Stevenson was born in Drew, Mississippi. After he was rejected for military service in 1942, he took a brief trip to Kansas City and became known Kansas City Red. David "Honeyboy" Edwards was his first musical influence. He started following Robert Nighthawk in the early 1940s, and when Nighthawk's drummer was ill and unable to play a gig, Red offered to fill in, even though he had never played drums. He was Nighthawk's drummer until around 1946. Nighthawk recorded Red's song “The Moon Is Rising”. Red became part of Sonny Boy Williamson II's inner circle, playing on the famed King Biscuitradio show in Helena, Arkansas. He had brushes with the law and trouble with women and jealous boyfriends in the South and in California before moving to southern Illinois. He moved to Chicago in the 1950s and was a regular performer in Chicago blues clubs, playing with Johnny Shines, Walter Horton, Sunnyland Slim, Earl Hooker, Blind John Davis, Johnny "Man" Young, Robert Lockwood, Jr., Eddie Taylor, Floyd Jones, Elmore James, and Easy Baby, among others. He briefly played with Honeyboy Edwards, and in the 1950s he formed a band with Earl Hooker. He led his own bands, including one in which Jimmy Reed gained some early professional experience. He owned and operated well-known clubs on Chicago's West Side, such as the Boola Boola, the Shangri-La, and the Club Reno.
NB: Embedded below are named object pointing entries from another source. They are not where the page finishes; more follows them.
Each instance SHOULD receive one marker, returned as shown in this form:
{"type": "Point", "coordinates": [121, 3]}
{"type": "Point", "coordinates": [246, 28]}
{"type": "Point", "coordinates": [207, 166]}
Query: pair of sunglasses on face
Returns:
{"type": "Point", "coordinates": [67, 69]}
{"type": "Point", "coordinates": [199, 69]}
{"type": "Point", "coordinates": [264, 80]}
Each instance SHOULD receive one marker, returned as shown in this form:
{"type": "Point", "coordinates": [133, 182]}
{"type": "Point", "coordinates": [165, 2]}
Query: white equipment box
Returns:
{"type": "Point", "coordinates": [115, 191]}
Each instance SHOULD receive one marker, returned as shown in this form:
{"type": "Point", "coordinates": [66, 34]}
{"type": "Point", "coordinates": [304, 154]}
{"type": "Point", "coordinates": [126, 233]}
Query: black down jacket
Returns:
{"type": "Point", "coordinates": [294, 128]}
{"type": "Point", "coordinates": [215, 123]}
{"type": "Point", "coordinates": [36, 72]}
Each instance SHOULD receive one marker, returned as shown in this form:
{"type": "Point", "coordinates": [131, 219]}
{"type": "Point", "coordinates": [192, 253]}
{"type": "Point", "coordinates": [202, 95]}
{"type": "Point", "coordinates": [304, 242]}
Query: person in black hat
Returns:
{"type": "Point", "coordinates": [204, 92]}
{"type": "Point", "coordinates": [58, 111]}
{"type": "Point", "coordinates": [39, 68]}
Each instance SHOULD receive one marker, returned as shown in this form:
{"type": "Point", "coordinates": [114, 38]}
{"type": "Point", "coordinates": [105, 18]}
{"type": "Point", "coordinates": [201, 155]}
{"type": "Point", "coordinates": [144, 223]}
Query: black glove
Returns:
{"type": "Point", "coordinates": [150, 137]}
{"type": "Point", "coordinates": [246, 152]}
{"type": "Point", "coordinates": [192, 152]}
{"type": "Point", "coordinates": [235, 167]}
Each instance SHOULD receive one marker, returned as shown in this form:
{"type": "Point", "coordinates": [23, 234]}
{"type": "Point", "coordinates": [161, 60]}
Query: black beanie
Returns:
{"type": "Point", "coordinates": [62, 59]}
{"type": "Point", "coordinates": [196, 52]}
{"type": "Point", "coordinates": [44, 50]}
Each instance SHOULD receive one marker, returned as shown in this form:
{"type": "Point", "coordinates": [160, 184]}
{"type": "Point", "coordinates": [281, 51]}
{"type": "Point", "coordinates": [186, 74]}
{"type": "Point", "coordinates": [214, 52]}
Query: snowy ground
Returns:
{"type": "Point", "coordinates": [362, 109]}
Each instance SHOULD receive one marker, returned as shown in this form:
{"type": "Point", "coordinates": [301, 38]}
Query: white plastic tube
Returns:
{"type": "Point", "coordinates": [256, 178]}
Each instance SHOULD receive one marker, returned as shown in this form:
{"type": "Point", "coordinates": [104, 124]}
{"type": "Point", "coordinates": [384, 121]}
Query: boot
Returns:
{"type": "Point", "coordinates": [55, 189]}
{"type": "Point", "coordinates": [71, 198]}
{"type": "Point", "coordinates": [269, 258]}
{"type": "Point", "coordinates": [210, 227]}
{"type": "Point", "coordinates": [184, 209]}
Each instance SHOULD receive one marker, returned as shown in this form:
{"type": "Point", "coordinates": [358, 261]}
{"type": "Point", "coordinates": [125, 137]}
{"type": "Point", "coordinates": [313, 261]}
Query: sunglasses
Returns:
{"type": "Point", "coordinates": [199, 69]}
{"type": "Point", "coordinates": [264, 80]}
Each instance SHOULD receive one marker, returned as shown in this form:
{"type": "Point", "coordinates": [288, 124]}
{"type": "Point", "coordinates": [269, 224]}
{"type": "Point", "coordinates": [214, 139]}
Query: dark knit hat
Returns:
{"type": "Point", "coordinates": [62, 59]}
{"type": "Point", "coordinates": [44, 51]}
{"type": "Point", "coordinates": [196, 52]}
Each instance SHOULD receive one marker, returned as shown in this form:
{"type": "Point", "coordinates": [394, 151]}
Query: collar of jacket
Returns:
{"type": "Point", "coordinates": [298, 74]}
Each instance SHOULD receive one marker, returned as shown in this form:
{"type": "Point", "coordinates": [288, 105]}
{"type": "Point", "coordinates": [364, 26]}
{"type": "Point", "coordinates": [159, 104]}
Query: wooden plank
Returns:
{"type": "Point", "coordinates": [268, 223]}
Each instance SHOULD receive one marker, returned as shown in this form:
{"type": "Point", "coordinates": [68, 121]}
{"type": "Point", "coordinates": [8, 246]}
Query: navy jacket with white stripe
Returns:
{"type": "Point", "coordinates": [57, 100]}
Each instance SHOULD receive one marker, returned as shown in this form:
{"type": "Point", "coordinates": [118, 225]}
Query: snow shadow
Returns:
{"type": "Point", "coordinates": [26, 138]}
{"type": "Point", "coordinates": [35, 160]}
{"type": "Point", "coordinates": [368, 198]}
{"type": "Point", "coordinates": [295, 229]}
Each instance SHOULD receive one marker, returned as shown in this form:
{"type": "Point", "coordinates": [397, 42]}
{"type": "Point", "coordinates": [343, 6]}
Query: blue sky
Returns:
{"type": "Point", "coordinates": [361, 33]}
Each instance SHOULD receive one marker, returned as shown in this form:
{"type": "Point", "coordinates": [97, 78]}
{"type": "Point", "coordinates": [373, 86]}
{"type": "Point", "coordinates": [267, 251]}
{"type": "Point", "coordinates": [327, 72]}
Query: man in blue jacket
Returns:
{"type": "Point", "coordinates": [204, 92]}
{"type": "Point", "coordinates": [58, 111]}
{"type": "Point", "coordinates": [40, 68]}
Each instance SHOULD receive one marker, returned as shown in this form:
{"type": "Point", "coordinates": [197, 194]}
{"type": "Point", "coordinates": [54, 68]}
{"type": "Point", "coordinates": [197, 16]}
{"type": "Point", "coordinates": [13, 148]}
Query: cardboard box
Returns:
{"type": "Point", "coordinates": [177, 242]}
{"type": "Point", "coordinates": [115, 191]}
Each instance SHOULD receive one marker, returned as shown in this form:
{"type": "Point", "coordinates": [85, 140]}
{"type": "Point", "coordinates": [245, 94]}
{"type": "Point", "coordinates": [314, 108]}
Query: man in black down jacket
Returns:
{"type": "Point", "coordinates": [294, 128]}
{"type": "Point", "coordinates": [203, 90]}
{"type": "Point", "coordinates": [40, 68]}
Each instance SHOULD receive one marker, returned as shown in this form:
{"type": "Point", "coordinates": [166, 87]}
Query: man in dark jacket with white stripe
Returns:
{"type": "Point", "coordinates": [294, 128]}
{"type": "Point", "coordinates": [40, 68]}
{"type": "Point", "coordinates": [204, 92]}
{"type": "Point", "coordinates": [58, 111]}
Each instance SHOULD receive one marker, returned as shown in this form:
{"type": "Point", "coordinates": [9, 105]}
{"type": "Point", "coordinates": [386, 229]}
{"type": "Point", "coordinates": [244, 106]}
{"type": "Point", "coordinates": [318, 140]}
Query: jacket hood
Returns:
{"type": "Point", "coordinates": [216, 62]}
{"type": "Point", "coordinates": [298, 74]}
Music and performance style
Red's music career lasted more than 40 years. The blues reviewer David Whiteis wrote that Red's vulnerable personality likely prevented his career from breaking out of the local circuit. According to Whiteas, Red was known to openly weep when he sang "I Am a Prisoner", a song he wrote about the time he spent in jail in 1980. However, Whiteis stated that Red "played a major role in transforming the blues from a southern tradition to a forward-looking urban form." Whiteis described his drumming style as “one of the most identifiable in Chicago Blues, 'busy and eccentric… punctuated by cymbal crashes" and controlled in with drum rolls. His signature solo, "Freedom Train", was marked by explosive drumming unanticipated in the middle of a slow blues shuffle. Whiteis wrote that Red's "legacy transcend his musical contributions" by virtue of his owning various clubs, his encouragement of artists and listeners from diverse backgrounds, and his "warm and amiable" style as emcee of his ongoing jam sessions in numerous clubs, including B.L.U.E.S. and the V and J Lounge, which were attended by musicians and fans from throughout Chicago.